I think it’s only natural when we scroll through our social feeds to compare the reality of your own life to the highlight reel on social. It can feel disheartening. I have been writing for quite a while and while I’m super proud of everything I’ve been able to achieve, when I consider the bell curve and that there are so many doing so much better, even when you feel SO happy for them, I think feeling that slight catch of jealousy is natural and human, though admittedly guilt inducing. I am a collaboration over competition, “Gosh, I hope we all make it” girl and I’m always happy to coach, nurture and support folks in my circles.

But some days it’s a little sad like, “When is it going to be my turn?” Which makes me feel crappy all over again because I am so lucky and I am so blessed (in a non-ironic way without the hashtag.) But it’s the blessed that still worries about bills and it’s the blessed that has to be painfully practical and sometimes having to do things the hard way. It feels like waking up with an awkward, unruly mohawk when you see someone with barely a hair out of place like #IWokeUpLikeThis. Struggling somehow feels worse when others make it look effortless. 

And some days I feel like I could be doing better and I’m a driven perfectionist and that sometimes brings discontent. My perspective shifted a little bit on this and it’s eased a little in the wee hours of the morning at my desk when I could hear the snoring of my partner over the audio coming through my headphones. 

When I’m not writing, I do all sorts of writing adjacent work. I do transcription which I find to be almost meditative and I find as I’m moving through the motions of the keystrokes capturing the audio, I can hear the stirrings of my heart. This is basically how my conversation with me, myself and I went: 

Me: Yes, I’m happy others have those shiny, glorious things. Yes, they are so deserving and worked their butts off to get there. I am on my own path and success might look different for me and that’s okay. Doing things differently is just as valid. But yeah, it sucks that I am not where I want to be. 
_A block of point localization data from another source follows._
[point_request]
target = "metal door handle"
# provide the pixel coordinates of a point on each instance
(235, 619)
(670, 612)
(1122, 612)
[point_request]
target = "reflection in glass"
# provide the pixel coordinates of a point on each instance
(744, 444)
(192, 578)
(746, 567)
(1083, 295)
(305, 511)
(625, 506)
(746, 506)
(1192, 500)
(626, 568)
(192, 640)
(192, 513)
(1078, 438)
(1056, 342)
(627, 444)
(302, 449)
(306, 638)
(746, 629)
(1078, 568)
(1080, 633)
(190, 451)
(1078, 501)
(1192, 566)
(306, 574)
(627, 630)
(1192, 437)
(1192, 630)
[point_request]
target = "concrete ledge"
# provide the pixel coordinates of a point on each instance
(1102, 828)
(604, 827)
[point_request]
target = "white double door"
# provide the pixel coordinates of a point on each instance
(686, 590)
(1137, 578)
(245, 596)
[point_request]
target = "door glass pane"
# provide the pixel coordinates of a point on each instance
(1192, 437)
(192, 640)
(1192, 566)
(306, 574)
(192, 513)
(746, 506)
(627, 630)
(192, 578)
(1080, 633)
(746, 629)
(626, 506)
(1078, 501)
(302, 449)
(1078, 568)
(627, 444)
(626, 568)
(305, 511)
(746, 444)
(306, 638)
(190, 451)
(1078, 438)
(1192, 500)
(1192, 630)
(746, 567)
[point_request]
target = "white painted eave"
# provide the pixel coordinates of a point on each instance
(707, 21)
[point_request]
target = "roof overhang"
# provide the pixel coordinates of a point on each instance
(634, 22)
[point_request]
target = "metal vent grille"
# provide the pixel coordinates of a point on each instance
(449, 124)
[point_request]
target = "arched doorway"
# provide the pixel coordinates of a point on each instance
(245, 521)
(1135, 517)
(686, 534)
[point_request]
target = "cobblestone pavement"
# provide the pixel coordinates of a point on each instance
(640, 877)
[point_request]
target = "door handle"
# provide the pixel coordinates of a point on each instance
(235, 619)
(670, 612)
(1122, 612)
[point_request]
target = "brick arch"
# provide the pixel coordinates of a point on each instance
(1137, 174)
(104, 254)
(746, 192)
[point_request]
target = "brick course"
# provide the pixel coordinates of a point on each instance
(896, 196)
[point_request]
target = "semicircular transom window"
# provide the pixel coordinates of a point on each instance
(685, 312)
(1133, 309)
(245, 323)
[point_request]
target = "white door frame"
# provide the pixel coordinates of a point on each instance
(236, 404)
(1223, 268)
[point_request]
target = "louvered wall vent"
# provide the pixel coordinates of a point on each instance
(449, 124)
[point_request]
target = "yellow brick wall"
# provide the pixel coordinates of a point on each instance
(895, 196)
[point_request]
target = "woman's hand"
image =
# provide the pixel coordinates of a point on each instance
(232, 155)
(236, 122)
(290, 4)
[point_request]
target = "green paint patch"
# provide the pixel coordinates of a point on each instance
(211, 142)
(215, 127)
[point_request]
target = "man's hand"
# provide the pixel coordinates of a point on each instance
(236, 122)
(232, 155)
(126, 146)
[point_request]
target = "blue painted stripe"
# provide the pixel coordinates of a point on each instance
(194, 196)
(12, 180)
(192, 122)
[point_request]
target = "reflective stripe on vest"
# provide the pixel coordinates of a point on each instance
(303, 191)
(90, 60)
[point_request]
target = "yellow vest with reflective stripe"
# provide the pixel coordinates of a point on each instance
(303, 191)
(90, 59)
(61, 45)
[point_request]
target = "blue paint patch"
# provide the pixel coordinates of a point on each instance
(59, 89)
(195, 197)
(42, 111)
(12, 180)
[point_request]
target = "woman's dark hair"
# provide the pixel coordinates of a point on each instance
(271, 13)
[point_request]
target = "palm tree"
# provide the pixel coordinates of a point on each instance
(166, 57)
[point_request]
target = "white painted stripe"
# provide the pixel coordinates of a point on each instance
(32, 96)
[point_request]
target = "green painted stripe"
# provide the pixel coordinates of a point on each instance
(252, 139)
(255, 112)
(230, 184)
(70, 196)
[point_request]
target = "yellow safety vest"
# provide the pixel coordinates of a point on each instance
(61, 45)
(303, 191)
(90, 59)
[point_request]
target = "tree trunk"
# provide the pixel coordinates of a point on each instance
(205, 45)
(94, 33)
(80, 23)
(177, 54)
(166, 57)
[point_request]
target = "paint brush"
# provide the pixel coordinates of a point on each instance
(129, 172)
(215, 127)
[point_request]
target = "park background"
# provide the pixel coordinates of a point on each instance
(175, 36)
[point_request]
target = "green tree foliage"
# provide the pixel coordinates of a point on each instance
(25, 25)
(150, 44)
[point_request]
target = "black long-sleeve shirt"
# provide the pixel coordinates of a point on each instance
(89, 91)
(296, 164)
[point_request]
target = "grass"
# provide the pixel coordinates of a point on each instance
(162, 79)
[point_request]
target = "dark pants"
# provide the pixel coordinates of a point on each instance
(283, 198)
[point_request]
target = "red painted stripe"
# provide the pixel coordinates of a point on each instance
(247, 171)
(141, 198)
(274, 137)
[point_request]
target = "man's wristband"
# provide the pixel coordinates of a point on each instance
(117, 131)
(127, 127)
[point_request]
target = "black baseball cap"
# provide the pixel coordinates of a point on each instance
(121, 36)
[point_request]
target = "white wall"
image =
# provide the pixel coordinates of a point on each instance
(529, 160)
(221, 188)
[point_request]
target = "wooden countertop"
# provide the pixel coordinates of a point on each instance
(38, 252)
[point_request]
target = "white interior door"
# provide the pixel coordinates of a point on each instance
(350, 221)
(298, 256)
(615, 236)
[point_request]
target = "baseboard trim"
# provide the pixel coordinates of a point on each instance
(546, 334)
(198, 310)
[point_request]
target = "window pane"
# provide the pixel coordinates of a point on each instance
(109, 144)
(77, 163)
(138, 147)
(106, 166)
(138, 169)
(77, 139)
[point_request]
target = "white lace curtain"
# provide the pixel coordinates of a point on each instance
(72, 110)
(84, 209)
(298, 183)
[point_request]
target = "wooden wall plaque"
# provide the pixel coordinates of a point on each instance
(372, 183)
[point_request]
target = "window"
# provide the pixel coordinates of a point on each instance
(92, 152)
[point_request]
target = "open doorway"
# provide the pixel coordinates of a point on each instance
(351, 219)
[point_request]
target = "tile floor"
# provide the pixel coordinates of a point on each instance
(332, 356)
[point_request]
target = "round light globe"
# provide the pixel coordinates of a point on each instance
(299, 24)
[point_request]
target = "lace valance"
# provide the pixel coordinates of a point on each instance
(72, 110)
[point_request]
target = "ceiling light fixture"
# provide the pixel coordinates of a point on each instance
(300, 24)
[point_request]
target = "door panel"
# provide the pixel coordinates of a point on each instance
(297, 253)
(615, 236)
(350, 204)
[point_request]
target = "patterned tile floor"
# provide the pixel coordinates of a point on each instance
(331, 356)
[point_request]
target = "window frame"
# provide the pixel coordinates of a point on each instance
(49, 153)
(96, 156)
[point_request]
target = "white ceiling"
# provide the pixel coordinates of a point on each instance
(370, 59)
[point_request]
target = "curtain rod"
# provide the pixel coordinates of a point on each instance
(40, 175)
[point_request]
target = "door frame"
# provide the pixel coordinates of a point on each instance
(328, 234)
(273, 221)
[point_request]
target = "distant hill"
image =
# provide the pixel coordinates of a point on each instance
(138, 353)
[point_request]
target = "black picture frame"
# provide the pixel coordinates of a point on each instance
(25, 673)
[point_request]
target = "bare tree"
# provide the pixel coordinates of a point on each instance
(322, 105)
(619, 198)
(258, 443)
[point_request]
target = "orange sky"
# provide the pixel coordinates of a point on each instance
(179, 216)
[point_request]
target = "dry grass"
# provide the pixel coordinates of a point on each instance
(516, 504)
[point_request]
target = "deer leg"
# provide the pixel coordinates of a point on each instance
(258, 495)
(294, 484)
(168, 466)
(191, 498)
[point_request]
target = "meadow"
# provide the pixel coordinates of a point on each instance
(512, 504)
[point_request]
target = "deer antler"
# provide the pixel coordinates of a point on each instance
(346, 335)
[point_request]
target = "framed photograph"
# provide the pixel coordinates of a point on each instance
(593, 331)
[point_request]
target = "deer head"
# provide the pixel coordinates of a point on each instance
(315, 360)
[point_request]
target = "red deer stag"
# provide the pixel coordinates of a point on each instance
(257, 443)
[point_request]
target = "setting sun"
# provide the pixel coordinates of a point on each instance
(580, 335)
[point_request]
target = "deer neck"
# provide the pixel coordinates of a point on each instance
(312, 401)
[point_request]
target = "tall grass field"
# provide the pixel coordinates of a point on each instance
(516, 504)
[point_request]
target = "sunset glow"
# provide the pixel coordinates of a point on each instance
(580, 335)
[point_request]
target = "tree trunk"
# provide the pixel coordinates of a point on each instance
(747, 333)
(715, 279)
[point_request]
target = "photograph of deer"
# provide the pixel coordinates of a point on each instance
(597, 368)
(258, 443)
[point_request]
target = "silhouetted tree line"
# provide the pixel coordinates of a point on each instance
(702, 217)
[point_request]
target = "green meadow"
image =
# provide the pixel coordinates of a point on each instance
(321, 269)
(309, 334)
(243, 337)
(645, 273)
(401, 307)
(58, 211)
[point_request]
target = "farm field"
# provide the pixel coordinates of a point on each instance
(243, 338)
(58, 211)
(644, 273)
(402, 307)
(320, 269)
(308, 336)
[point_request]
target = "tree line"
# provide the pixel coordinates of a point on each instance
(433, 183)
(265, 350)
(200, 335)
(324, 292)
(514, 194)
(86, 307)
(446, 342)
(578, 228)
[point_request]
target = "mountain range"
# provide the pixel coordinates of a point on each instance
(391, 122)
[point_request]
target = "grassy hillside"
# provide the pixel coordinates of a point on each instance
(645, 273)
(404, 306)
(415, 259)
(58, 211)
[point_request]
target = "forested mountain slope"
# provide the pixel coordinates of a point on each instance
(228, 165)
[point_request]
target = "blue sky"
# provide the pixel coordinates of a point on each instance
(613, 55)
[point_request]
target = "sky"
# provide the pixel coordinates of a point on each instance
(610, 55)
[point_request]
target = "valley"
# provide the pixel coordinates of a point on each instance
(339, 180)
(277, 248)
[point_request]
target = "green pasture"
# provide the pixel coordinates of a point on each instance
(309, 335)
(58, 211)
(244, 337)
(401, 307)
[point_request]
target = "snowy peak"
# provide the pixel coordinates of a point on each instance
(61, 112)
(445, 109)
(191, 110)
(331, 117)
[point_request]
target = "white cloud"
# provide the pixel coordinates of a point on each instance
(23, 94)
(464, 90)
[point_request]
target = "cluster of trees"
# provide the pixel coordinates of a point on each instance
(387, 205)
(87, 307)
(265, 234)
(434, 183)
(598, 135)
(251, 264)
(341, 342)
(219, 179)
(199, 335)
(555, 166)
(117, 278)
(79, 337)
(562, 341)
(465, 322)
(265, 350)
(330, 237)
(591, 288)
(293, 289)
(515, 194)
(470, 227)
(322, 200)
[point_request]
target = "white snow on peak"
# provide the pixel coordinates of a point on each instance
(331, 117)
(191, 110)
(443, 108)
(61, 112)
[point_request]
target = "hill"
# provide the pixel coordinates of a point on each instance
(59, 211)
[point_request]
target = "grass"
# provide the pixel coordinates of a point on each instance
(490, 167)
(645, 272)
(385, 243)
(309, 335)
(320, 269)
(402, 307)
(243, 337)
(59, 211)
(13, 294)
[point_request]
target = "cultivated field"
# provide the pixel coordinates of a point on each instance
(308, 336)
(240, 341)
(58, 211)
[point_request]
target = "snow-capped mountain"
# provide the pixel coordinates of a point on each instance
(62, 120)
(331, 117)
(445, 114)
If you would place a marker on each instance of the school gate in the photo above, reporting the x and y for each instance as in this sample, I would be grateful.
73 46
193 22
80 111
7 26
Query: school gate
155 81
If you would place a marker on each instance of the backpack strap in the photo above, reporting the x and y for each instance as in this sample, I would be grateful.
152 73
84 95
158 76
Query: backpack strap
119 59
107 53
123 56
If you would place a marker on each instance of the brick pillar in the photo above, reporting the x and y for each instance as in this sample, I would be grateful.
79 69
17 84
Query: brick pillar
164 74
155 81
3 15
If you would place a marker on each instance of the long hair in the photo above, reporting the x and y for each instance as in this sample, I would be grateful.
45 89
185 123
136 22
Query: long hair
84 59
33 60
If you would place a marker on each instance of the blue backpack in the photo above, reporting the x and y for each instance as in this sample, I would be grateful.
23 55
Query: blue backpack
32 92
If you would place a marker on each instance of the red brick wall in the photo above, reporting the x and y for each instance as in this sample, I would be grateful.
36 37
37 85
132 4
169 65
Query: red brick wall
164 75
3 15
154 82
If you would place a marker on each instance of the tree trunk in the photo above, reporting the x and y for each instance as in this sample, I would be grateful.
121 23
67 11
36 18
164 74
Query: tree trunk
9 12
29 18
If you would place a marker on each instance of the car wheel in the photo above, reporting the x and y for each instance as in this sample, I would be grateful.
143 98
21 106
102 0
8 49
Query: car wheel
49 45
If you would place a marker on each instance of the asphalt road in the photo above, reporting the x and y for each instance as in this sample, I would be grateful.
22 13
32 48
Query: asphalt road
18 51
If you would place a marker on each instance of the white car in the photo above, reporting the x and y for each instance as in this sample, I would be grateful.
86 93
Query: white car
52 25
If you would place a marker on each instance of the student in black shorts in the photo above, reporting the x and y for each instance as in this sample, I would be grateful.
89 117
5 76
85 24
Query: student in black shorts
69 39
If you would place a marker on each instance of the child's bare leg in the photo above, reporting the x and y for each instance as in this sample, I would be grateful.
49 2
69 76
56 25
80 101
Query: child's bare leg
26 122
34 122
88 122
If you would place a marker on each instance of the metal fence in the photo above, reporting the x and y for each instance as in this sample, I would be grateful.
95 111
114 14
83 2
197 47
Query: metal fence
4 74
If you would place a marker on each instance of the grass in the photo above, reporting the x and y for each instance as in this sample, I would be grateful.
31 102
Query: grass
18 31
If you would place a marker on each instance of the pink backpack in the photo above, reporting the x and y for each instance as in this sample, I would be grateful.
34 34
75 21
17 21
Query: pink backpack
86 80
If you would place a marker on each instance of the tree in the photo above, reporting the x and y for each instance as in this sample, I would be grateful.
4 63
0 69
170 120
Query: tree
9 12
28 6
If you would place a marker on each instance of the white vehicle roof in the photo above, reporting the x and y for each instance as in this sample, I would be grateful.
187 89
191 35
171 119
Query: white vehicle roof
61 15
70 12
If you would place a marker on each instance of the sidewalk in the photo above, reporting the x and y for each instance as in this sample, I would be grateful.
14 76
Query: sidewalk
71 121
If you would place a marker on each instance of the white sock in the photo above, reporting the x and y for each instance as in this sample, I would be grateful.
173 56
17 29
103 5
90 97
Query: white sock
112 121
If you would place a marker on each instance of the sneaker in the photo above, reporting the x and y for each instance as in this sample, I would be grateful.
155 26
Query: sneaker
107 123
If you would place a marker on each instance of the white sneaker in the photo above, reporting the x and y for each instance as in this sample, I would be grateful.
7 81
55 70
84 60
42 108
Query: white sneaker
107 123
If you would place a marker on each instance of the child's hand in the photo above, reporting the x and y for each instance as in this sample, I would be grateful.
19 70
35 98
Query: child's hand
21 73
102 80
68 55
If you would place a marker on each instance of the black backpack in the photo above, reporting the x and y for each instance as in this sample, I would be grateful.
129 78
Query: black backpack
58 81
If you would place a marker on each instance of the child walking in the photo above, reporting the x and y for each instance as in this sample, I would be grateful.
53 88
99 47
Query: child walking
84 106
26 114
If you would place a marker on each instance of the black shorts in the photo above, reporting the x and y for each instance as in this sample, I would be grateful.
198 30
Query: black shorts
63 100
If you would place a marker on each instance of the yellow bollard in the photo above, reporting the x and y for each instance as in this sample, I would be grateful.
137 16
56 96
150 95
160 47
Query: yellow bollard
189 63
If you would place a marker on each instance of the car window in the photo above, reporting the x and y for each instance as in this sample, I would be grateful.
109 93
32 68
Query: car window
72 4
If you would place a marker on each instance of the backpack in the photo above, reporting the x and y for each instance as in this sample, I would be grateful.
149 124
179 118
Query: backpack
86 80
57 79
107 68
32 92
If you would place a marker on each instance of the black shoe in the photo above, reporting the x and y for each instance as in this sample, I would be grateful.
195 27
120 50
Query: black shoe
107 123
Myself: Let’s get real here though. Have you considered this might be coming from a scarcity mindset? Why does it matter if someone else is more successful? Do you think that in someone having things that you admire that there is less out there for you? Is that a reasonable way to look at things? There are many paths and many voices. This discomfort is coming from focusing on perceived deficit instead of acknowledging the abundance that is available. Focusing on the one thing you don’t have is drawing your eyes from all the things you could have. 

I: In how many situations is your jealousy borne from scarcity? The feeling of scarcity of time leading to resentment over how it’s spent, scarcity of money leading to frustration instead of innovation, feeling like there’s not enough love to go around as if its distribution amongst others detracts from what is accessible to me, like an overdrawn bank account. The universe is not broke for love. 

I felt CONVICTED. 

I used to think mindset was hooey and you might too. But I think there is validity in thinking about where your perceptions and beliefs are coming from and being real about what that is and why that is and to be able to perspective shift to minimize the discomfort of a bad attitude so you can focus on the business of getting sh*t done and finding your joy and loving on your people. 

I am reminded there is room at the table for everyone. There has to be. Focusing on gratitude and abundance instead of perceived scarcity is what I need to do and I know that now. When I sat and thought about it I realized that envy came from a place of feeling like there’s less for me.

The reality is there’s just so much abundance. I just need to be open to it and stop getting so wrapped up in the shoulds and what ifs and realize that the way I get where I’m going might look different and I just have have to have faith I’m still heading in the right direction. Thanks for joining me on the journey.